"Just to be absolutely clear, you are doing 'Right Click, Get Info, Open With, Change All'?"
Yes, that's precisely what I did.
And, yes - I expected it to open with whatever program I specified - just as Explorer will do in Windows or Nautilus in Ubuntu. My comments resulted from my surprise that I was unable to set AVIs to open with VLC despite my numerous attempts.
And I apologize that I wasn't very clear. I was pretty limited time-wise and didn't remember the exact wording or process. However, I know I did "right click, get info, open with, change all" since that's pretty much the same way it works in Windows - and the same way I set MKVs to play in VLC earlier - on the same machine.
But I think another Slashdot reader has posted the solution:
"I believe you're running into a "feature" that's causing some confusion. If you manually change a document's open with application it segregates itself from the pool of documents that change when you hit "change all" on other documents. In case it's 12:30 and I'm not making sense I'll give an example...
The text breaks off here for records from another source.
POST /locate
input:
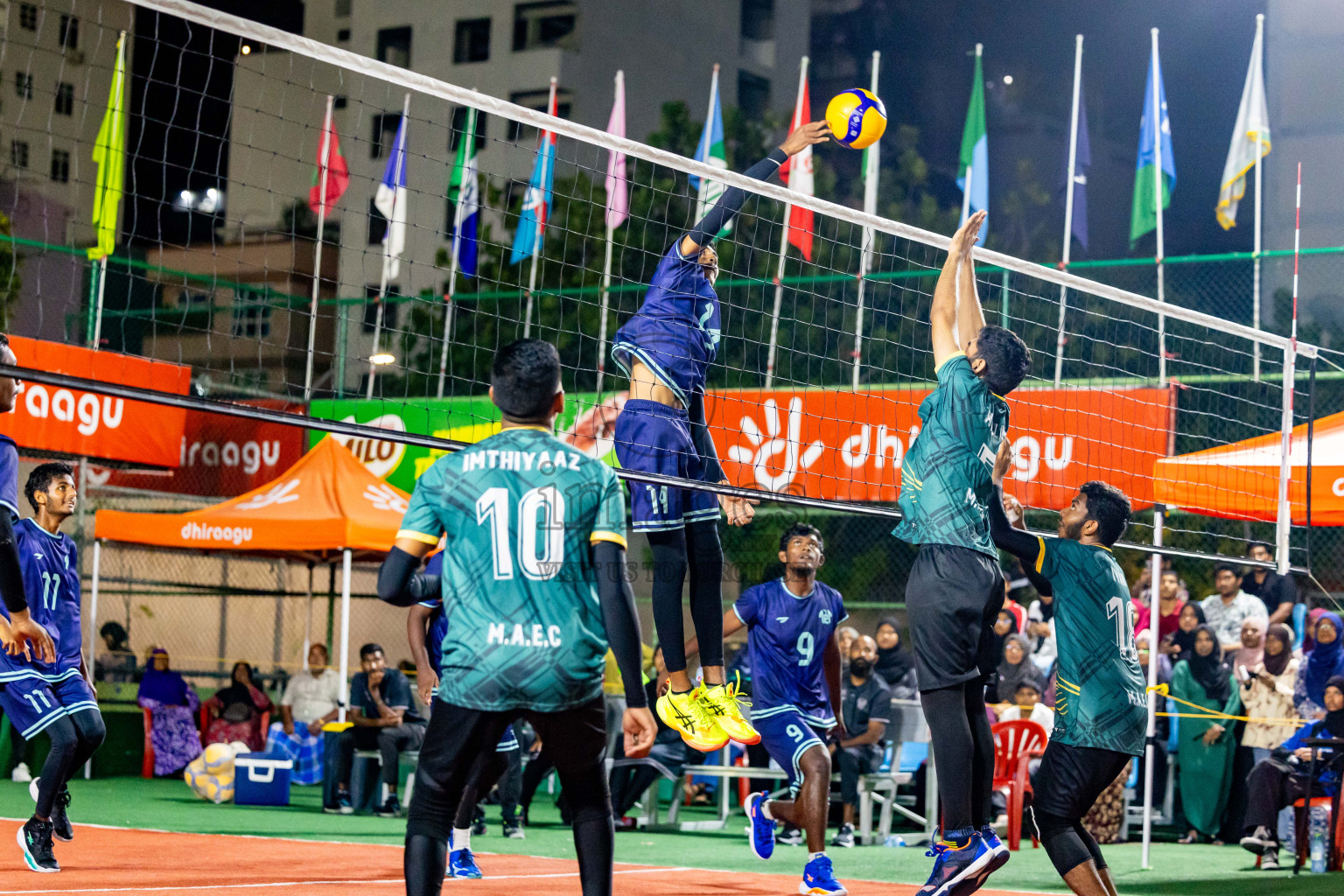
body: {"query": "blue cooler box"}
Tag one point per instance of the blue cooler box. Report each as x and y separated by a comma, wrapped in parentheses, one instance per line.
(261, 780)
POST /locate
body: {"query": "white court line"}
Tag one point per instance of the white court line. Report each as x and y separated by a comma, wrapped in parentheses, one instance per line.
(303, 883)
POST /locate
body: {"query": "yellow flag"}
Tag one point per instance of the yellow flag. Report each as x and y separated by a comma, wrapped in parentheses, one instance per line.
(109, 153)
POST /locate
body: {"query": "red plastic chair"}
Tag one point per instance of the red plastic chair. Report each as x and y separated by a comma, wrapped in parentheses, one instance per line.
(1016, 743)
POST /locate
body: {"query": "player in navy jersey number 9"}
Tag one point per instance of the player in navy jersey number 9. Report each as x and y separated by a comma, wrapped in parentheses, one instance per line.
(667, 348)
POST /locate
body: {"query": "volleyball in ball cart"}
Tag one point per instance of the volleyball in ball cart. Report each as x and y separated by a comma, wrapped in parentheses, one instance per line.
(857, 118)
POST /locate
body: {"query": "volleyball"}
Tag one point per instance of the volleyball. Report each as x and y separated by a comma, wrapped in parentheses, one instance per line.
(857, 118)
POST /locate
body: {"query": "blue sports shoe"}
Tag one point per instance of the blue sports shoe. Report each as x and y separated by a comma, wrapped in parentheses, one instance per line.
(761, 833)
(463, 864)
(957, 872)
(819, 878)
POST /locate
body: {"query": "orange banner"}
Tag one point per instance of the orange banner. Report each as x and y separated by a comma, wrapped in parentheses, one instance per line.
(97, 426)
(848, 446)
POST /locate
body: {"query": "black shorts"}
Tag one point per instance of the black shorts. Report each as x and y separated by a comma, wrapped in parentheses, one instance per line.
(952, 598)
(1071, 778)
(461, 743)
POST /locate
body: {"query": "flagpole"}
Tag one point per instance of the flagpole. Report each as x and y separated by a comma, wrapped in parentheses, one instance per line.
(784, 242)
(1158, 195)
(536, 233)
(870, 205)
(1260, 147)
(1068, 205)
(318, 253)
(382, 284)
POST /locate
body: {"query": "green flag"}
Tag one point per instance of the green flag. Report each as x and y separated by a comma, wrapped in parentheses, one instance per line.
(109, 153)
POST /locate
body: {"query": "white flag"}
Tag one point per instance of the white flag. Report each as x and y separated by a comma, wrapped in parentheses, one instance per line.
(1249, 136)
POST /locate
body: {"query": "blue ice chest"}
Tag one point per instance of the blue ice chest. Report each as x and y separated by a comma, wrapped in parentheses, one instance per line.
(261, 780)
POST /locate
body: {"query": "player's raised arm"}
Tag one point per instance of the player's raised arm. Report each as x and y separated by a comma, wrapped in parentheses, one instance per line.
(955, 323)
(732, 198)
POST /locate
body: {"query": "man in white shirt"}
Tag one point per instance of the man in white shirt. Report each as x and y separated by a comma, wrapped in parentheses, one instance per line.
(311, 700)
(1230, 607)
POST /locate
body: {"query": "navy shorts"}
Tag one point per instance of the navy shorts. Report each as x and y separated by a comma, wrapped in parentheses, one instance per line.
(32, 703)
(656, 438)
(787, 735)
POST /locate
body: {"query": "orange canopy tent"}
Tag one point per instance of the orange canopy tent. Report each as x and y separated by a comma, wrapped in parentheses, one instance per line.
(323, 507)
(1241, 481)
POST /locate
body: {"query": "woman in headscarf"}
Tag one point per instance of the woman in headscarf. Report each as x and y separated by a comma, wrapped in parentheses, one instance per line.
(235, 712)
(894, 665)
(1268, 690)
(1206, 747)
(1320, 665)
(172, 704)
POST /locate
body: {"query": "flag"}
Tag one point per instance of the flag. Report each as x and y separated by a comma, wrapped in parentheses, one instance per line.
(1250, 138)
(464, 192)
(109, 153)
(390, 200)
(975, 150)
(1144, 216)
(617, 188)
(797, 172)
(1082, 161)
(536, 203)
(338, 173)
(711, 150)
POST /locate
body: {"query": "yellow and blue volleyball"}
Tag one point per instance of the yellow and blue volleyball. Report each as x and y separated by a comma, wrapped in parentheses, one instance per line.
(857, 118)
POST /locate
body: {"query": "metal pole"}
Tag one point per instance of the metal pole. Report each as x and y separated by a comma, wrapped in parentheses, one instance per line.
(1068, 205)
(318, 253)
(784, 241)
(870, 205)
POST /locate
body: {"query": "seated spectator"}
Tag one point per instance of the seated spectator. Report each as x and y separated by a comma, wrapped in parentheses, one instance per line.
(1268, 692)
(117, 664)
(894, 665)
(1324, 662)
(235, 712)
(865, 710)
(1206, 748)
(1284, 778)
(311, 700)
(1027, 705)
(383, 717)
(172, 704)
(1226, 610)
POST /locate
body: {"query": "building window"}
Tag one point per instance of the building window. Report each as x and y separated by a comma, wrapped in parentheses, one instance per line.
(752, 94)
(69, 32)
(472, 40)
(536, 100)
(394, 46)
(65, 100)
(543, 24)
(60, 165)
(454, 136)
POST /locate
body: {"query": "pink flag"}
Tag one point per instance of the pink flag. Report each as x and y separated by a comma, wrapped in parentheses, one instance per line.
(617, 188)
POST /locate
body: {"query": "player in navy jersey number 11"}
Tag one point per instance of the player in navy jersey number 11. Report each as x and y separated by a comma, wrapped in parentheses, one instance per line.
(667, 348)
(54, 696)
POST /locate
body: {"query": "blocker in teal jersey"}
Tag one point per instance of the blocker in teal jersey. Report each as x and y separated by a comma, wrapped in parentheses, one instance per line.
(519, 511)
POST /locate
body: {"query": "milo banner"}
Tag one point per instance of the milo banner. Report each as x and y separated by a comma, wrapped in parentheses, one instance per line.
(828, 444)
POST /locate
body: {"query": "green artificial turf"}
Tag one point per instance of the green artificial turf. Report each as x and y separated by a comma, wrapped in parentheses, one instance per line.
(167, 803)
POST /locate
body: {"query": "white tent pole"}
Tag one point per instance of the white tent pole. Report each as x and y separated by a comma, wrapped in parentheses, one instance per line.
(1068, 205)
(344, 634)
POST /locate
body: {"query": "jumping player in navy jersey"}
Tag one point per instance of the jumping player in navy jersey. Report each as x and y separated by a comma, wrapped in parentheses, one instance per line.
(666, 349)
(792, 626)
(52, 696)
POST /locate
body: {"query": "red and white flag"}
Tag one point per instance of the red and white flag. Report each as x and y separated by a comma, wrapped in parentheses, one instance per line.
(797, 173)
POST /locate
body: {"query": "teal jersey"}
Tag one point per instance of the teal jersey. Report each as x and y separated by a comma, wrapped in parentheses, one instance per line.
(945, 474)
(1101, 700)
(519, 512)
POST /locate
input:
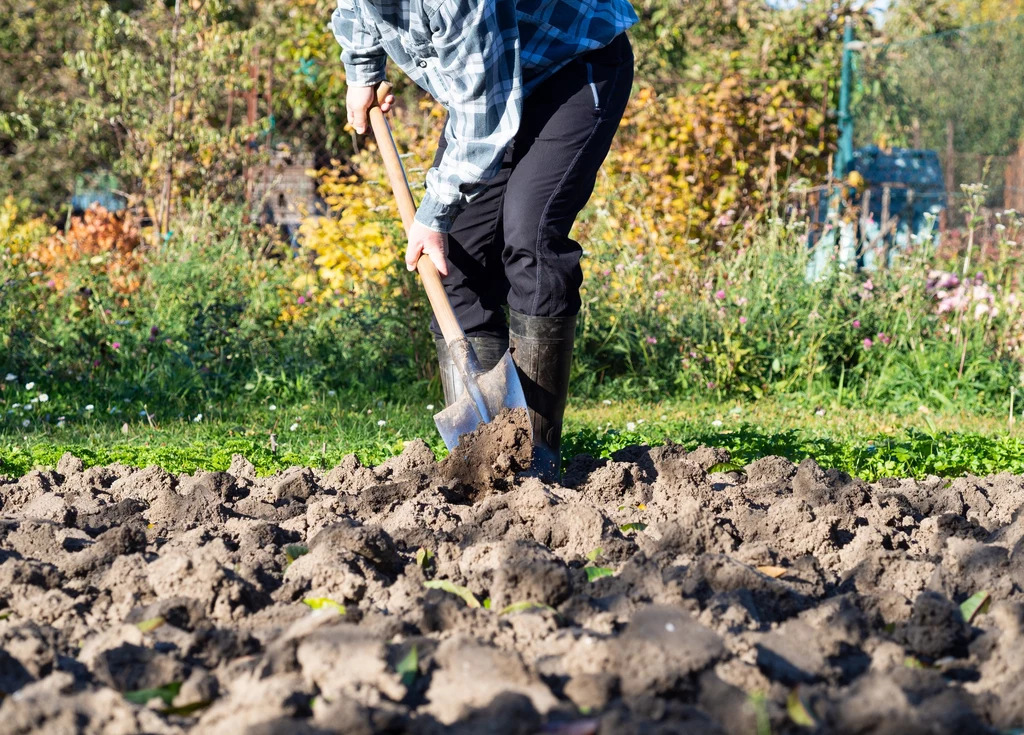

You have a.tif, b.tif, and c.tif. The default program for opening .tif files is Preview and all three files in question are opening with the default. You change a.tif to open with Photoshop. You then change b.tif to open with Firefox and hit the "change all" button. You'd then be left with b and c.tif opening in Firefox, and a.tif opening in Photoshop because you changed it manually from the default. At some point in the future hitting change all on a.tif will both return it to the default pool along with b and c and change the default .tif program to whatever a.tif is set to at that moment.
I think for one reason or another these avi files think they're all out of the pool. You can change the files already on your drive to use the default quickly by using the Find command to find all files ending in .avi on the computer, then hitting select all and then command-option-i to bring up the inspector. Then change them to open with the program of your choice and hit change all.
Hope this helps, works, makes sense, and wasn't too wordy (I don't know how well you know your way around the MacOS so I explained a bit more than usual)."